Task #102164
closedEpic #101608: File Abstraction Layer Changes for v13
Have the task object clean up the configuration
100%
Description
Within the FileProcessingService class, various cleanups regarding the configuration array was made in order to avoid duplicate processed files.
However, as noted in the existing code, this actually are special cases for specific tasks (ensuring that width and height are actually integers and have max boundaries in ImagePreviewTask).
However, there is a culprit when moving this to the actual Task Objects (and that might be the reason why it was implemented the way it was):
First, there is the ProcessedFile object, which then has a ->getTask() call, which then builds the Task object. The Task object thus needs a ProcessedFile object.

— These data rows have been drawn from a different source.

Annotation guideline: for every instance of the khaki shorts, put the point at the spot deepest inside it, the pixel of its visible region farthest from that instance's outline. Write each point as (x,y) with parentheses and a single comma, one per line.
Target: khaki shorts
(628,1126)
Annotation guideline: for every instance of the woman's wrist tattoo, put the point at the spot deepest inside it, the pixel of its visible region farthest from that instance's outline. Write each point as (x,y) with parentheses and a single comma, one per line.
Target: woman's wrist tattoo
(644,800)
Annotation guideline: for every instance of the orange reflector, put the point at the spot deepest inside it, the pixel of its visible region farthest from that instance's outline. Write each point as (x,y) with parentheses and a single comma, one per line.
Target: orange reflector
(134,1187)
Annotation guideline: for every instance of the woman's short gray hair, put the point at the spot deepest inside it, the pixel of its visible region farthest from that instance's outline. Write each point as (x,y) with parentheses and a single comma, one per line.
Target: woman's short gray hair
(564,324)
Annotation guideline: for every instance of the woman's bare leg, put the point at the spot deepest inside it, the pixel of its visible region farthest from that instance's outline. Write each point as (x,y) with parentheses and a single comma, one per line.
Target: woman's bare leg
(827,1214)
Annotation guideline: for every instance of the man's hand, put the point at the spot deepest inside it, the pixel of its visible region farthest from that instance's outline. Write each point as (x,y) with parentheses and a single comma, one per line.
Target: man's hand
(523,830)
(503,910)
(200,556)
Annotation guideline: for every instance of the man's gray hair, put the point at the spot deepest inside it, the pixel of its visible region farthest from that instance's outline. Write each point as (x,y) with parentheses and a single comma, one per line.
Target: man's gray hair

But the ProcessedFile object is created AFTER it was checked in the DB based on the given configuration (which needs to be sanitized first to avoid duplicates),
so a classic Chicken Egg problem.
In the ideal world, the Task object should not hold state anymore, but write everything back to the ProcessedFile (e.g. configuration) as this is still duplicated in the current state.
So, to reduce the interwoven situation, the AbstractTask object now has a new option called sanitizeConfiguration() which at a later point should be part of the interface (= breaking), but then also work with the ProcessedFile->getProcessingConfiguration()
directly to reduce the duplication of memory everywhere.
For the time being, an intermediate (empty) ProcessedFile
is created, a Task object is instantiated and the configuration
is sanitized (in the ProcessedFileRepository),
when checking in the DB if a DB entry is available.
The final ProcessedFile object is re-created after the DB
query, which contains the sanitized configuration array.